5.15 Financieel-economische haalbaarheid

Algemeen

Het onderhavige plan maakt deel uit van de gebiedsontwikkeling WaalWeelde van de provincie Gelderland en heeft binnen dit programma een budget gekregen. In de overeenkomsten, welke tussen de gemeente Lingewaard, de provincie Gelderland, Bureau Beheer Landbouwgronden (BBL) en Dienst Landelijk Gebied (DLG) zijn gesloten, is vastgelegd dat de voorzieningen met betrekking tot de natuur- en infrastructurele maatregelen dienaangaande het exploitatiegebied voor rekening en risico van de provincie Gelderland komen.

Voor wat betreft de inrichting en de herontwikkeling van de ontwikkelingslocaties (de herbouwlocaties) ligt het financiële risico bij BBL, omdat zij eigenaar zijn van deze locaties. Dit geldt ook voor de eventueel geclaimde planschade. De eventuele planschade is in beeld gebracht in een rapport24, dat is bijgevoegd als bijlage bij deze toelichting.

Boerengolf

De boerengolf-ontwikkeling is reeds gerealiseerd. Er worden geen rechtstreekse ontwikkelingen toegestaan die exploitatieplanplichtig zijn of waaraan kosten gekoppeld zijn.

Gemeente Lingewaard

Voor de gemeente Lingewaard zijn er geen kosten aan dit bestemmingsplan verbonden. De economische uitvoerbaarheid wordt hiermee geacht te zijn aangetoond.

Hoofdstuk 6 Juridische verantwoording

6.1 Algemeen

Het provinciale bestemmingsplan is een middel waarmee functies aan gronden worden toegekend. Het gaat dus om het toekennen van gebruiksmogelijkheden. Vanuit de Wet ruimtelijke ordening volgt een belangrijk principe: het gaat om toelatingsplanologie. Het wordt de grondgebruiker (eigenaar, huurder etc.) toegestaan om de functie die het bestemmingsplan geeft uit te oefenen. Dit houdt in dat:

  • 1. de grondgebruiker niet kan worden verplicht om een in het bestemmingsplan aangewezen bestemming ook daadwerkelijk te realiseren, en
  • 2. de grondgebruiker geen andere functie mag uitoefenen in strijd met de gegeven bestemming (de overgangsbepalingen zijn hierbij mede van belang).

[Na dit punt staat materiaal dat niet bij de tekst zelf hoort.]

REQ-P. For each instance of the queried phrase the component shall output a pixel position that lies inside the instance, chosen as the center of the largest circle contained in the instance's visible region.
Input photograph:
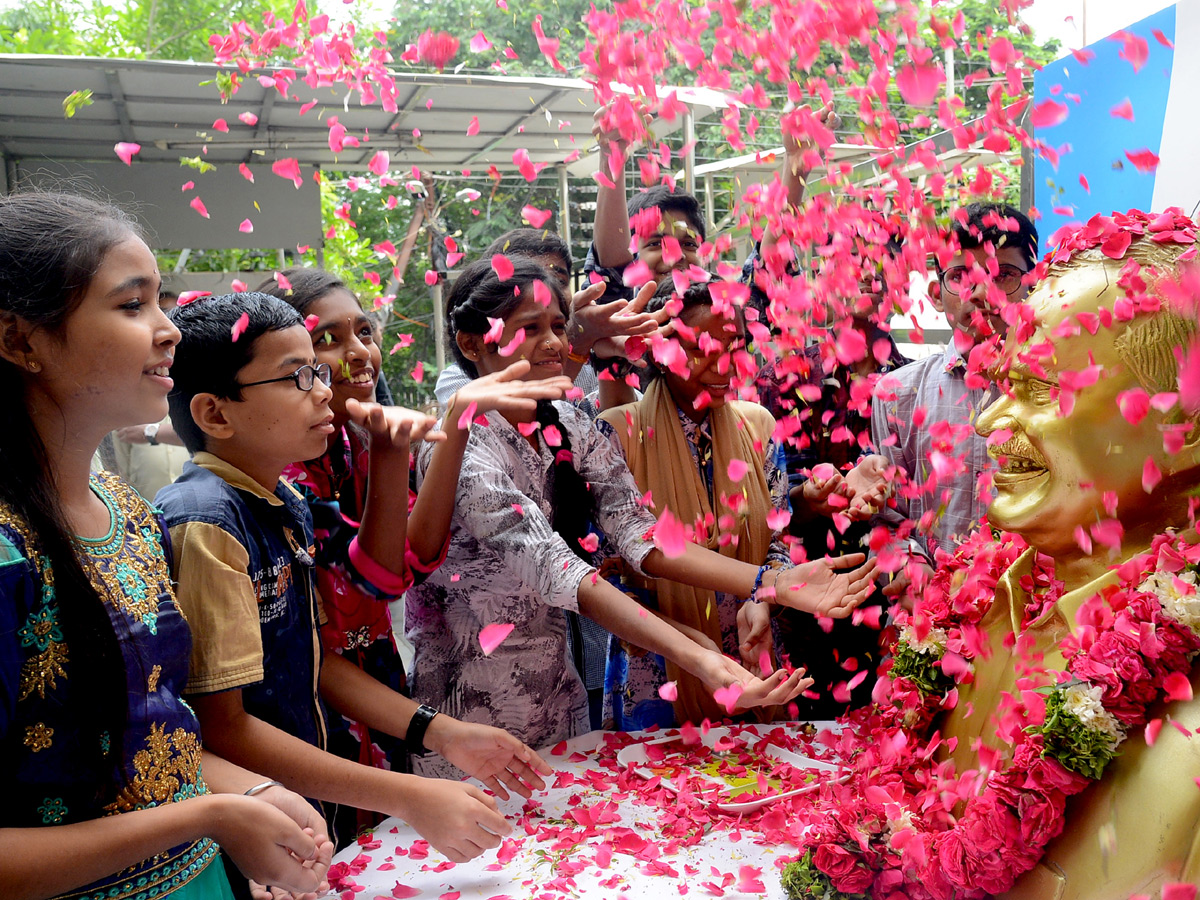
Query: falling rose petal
(379, 162)
(1135, 48)
(514, 345)
(1150, 475)
(1152, 727)
(495, 331)
(503, 267)
(534, 216)
(492, 636)
(1145, 161)
(1177, 687)
(919, 85)
(1179, 891)
(288, 168)
(1134, 405)
(669, 535)
(729, 696)
(125, 151)
(750, 880)
(1049, 113)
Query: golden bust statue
(1072, 465)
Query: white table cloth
(595, 832)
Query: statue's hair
(1147, 346)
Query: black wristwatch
(414, 738)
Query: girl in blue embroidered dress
(93, 648)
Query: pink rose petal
(492, 636)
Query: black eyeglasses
(1008, 279)
(304, 377)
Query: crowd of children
(253, 601)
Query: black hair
(480, 294)
(208, 359)
(669, 201)
(978, 225)
(51, 247)
(307, 286)
(529, 243)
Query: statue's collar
(1068, 604)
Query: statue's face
(1059, 472)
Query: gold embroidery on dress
(37, 737)
(40, 671)
(168, 767)
(130, 569)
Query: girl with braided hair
(520, 547)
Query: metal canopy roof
(169, 109)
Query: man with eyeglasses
(923, 419)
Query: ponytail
(573, 507)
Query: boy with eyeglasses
(250, 400)
(923, 420)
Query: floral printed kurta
(52, 774)
(507, 565)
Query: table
(599, 832)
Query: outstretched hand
(504, 391)
(491, 755)
(735, 687)
(394, 427)
(827, 587)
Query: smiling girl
(520, 550)
(376, 537)
(93, 648)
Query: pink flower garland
(893, 831)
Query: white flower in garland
(1179, 594)
(934, 643)
(1086, 703)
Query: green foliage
(918, 667)
(1072, 743)
(803, 881)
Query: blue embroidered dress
(51, 774)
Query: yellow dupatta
(660, 461)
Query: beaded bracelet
(261, 787)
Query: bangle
(259, 789)
(414, 737)
(757, 583)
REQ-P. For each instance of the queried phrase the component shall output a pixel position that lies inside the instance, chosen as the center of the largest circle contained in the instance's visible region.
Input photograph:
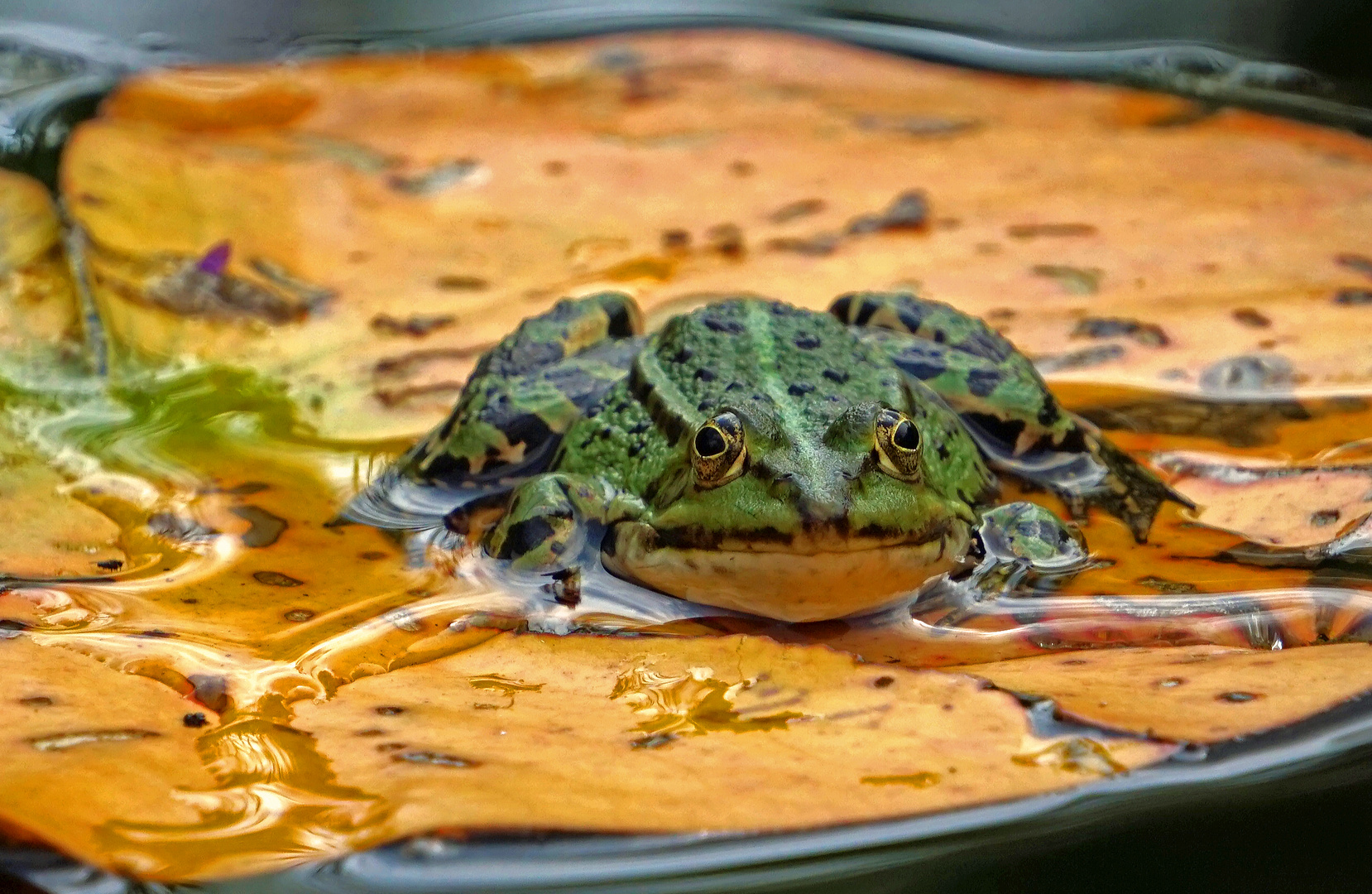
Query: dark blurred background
(1327, 36)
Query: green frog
(767, 459)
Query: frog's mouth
(792, 579)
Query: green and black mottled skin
(755, 447)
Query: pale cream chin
(790, 587)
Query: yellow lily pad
(473, 189)
(85, 746)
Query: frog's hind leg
(512, 414)
(1006, 406)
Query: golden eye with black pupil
(898, 445)
(717, 452)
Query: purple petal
(216, 258)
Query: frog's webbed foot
(545, 527)
(1117, 483)
(1023, 546)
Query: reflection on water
(239, 587)
(218, 463)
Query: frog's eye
(898, 445)
(717, 452)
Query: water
(237, 591)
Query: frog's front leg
(546, 523)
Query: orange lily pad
(1190, 694)
(85, 746)
(473, 189)
(611, 733)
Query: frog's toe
(535, 543)
(1127, 491)
(1028, 535)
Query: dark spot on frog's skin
(732, 327)
(276, 579)
(982, 382)
(1251, 319)
(527, 536)
(1005, 431)
(1324, 517)
(911, 318)
(1353, 297)
(919, 362)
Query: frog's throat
(788, 584)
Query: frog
(762, 458)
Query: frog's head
(808, 517)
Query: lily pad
(1190, 694)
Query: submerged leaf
(734, 733)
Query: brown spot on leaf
(1251, 319)
(276, 579)
(792, 210)
(415, 326)
(1030, 231)
(457, 281)
(265, 526)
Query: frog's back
(762, 358)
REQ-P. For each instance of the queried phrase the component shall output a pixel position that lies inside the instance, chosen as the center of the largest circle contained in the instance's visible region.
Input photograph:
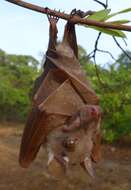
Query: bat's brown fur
(62, 71)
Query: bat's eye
(70, 143)
(93, 111)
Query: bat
(65, 114)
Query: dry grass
(113, 173)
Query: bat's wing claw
(87, 165)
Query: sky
(25, 32)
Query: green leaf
(120, 12)
(100, 15)
(111, 32)
(124, 21)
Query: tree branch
(74, 19)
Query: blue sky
(26, 32)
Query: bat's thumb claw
(87, 165)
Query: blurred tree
(17, 73)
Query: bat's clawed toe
(86, 164)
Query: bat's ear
(96, 151)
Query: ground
(112, 173)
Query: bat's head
(70, 149)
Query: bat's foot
(87, 166)
(52, 19)
(79, 13)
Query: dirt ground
(112, 173)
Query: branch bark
(74, 19)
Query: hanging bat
(64, 107)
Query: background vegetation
(17, 73)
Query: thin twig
(118, 44)
(107, 52)
(74, 19)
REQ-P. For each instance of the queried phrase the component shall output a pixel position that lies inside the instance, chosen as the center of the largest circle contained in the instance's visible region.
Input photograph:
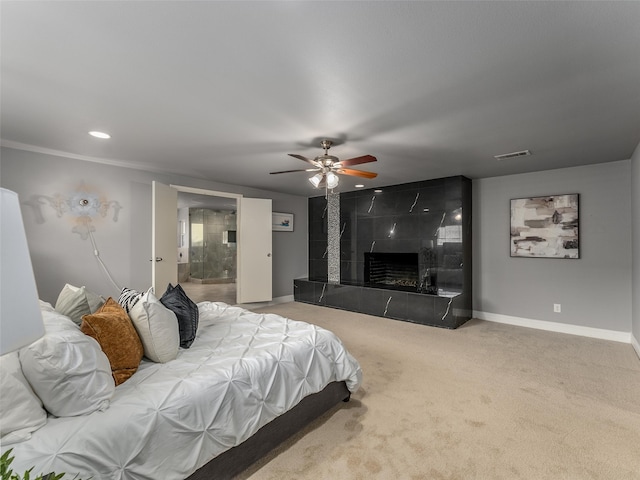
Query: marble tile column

Een afgeleide van de gebruiksregels in het bestemmingsplan zijn regels voor bebouwing (bouwvergunning) en regels voor het verrichten van 'werken' (aanlegvergunning).

Een bestemmingsplan regelt derhalve:

  • 1. het toegestane gebruik van gronden (en de bouwwerken en gebouwen)

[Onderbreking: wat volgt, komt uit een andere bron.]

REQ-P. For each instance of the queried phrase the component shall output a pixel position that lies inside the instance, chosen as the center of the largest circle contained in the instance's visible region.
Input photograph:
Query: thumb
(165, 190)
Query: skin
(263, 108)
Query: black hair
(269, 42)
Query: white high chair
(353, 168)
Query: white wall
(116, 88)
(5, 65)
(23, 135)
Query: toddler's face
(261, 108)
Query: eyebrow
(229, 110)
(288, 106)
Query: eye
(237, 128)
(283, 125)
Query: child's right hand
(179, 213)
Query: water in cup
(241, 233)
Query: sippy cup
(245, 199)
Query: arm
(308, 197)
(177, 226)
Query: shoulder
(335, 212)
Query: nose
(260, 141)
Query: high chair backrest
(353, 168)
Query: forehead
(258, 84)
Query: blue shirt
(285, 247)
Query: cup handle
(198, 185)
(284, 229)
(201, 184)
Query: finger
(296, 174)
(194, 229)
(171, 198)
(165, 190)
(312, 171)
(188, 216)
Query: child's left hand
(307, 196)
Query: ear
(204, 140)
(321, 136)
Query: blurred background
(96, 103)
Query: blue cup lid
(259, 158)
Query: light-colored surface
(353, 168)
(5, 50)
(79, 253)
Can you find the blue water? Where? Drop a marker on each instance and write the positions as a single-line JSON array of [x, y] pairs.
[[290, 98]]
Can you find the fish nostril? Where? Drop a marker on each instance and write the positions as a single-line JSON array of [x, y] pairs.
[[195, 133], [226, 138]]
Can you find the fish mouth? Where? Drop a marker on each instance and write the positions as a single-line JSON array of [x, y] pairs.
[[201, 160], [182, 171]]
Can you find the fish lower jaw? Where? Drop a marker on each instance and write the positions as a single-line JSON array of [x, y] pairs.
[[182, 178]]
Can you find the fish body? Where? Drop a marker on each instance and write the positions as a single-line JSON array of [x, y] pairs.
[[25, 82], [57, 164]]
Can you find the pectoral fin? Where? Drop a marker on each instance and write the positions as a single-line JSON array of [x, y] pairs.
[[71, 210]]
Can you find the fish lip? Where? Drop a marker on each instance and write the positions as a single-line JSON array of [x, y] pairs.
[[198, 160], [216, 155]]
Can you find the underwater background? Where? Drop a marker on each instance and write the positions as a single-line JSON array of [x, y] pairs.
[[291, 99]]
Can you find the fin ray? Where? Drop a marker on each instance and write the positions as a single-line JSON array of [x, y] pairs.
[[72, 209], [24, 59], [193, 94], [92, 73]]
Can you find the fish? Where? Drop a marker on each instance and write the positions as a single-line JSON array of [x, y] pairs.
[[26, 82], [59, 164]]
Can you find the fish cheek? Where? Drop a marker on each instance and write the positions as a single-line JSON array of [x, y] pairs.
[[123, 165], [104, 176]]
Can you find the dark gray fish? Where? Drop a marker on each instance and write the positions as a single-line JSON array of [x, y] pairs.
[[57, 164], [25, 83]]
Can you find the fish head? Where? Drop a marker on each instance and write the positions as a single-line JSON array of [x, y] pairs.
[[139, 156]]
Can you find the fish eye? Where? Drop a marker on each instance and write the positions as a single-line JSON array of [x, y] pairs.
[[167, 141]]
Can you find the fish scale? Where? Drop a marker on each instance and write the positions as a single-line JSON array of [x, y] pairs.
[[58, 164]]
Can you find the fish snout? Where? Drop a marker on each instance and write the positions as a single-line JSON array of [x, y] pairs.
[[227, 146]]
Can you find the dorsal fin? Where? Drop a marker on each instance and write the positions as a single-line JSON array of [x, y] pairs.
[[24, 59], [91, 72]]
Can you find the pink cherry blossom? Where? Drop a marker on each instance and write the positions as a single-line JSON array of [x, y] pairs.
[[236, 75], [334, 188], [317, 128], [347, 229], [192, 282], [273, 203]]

en kan daarbij regels geven voor:

  • 2. het bebouwen van de gronden;
  • 3. het verrichten van werken (aanleggen).

Het bestemmingsplan is een belangrijk instrument voor het voeren van ruimtelijk beleid, maar het is zeker niet het enige instrument. Andere ruimtelijke wetten en regels zoals bijvoorbeeld de Woningwet, de Monumentenwet 1988, de Algemene Plaatselijke Verordening, de Wet Milieubeheer en de bouwverordening zijn ook erg belangrijk voor het uitoefenen van het ruimtelijke beleid.

6.2 Bestemmingen

Aan alle gronden in het plangebied zijn enkelbestemmingen toegekend. Een (enkel)bestemming geeft aan voor welk doel of welke doeleinden (functies) de als zodanig op de verbeelding aangegeven gronden mogen worden gebruikt en bebouwd. Behalve om functies gaat het bij de bestemmingen altijd om concreet ruimtegebruik of om fysiek aanwezige ruimtelijke objecten. Ieder bestemmingsvlak heeft een relatie naar planregels waarin deze bestemming nader geregeld is. Een voorbeeld van een enkelbestemming in voorliggend bestemmingsplan is de bestemming 'Water'.

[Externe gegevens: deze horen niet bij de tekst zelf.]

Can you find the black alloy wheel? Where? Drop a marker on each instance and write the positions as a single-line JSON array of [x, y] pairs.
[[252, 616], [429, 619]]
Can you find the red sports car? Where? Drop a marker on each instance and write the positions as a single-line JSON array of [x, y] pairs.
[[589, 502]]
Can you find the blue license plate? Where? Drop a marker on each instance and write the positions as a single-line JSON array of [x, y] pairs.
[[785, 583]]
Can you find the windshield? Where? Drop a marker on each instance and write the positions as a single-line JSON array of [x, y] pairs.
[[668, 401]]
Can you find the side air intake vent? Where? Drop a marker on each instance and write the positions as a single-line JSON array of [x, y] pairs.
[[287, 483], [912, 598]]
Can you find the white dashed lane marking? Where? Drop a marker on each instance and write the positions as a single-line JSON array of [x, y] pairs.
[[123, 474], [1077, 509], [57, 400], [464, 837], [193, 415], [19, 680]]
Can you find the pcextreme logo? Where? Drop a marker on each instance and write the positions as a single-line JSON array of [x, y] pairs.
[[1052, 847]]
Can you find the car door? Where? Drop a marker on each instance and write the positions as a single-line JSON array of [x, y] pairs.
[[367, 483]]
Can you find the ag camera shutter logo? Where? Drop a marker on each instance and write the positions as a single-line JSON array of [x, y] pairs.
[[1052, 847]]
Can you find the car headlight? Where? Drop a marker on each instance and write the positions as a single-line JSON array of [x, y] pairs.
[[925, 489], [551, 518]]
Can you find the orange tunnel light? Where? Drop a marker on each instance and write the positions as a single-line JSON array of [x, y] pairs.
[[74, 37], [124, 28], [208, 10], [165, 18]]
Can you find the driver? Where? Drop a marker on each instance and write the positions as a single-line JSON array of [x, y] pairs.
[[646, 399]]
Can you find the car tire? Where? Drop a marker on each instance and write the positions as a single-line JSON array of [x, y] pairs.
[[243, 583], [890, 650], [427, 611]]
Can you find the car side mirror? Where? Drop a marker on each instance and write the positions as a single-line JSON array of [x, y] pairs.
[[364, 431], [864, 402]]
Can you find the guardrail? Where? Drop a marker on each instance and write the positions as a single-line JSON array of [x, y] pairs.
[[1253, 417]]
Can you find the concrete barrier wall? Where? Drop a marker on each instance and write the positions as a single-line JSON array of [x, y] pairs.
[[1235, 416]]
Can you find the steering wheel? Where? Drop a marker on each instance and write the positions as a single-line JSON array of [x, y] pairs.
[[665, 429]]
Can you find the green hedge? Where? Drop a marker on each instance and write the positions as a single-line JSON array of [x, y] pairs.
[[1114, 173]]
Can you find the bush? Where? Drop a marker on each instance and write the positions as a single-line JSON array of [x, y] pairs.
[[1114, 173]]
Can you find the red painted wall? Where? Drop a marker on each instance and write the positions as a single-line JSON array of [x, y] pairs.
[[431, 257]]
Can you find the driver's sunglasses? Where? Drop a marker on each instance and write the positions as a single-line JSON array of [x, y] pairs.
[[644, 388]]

Daarnaast kent het plan ook dubbelbestemmingen. Een dubbelbestemming is, zoals de naam al zegt, een bestemming die óók aan de gronden wordt toegekend. Er is sprake van een dubbelbestemming, als op een stuk grond twee of meer onafhankelijk van elkaar voorkomende bestemmingen, doeleinden (functies) en/of bouw- en gebruiksregelingen voorkomen, waarbij er sprake is van een rangorde van die doeleinden. De specifieke kenmerken van dubbelbestemmingen brengen met zich mee dat deze bestemmingen in de regel een relatief groot gebied beslaan en veelal op meerdere enkelbestemmingen betrekking hebben. Een voorbeeld van een dubbelbestemming in voorliggend bestemmingsplan is 'Waarde - Archeologie 6'.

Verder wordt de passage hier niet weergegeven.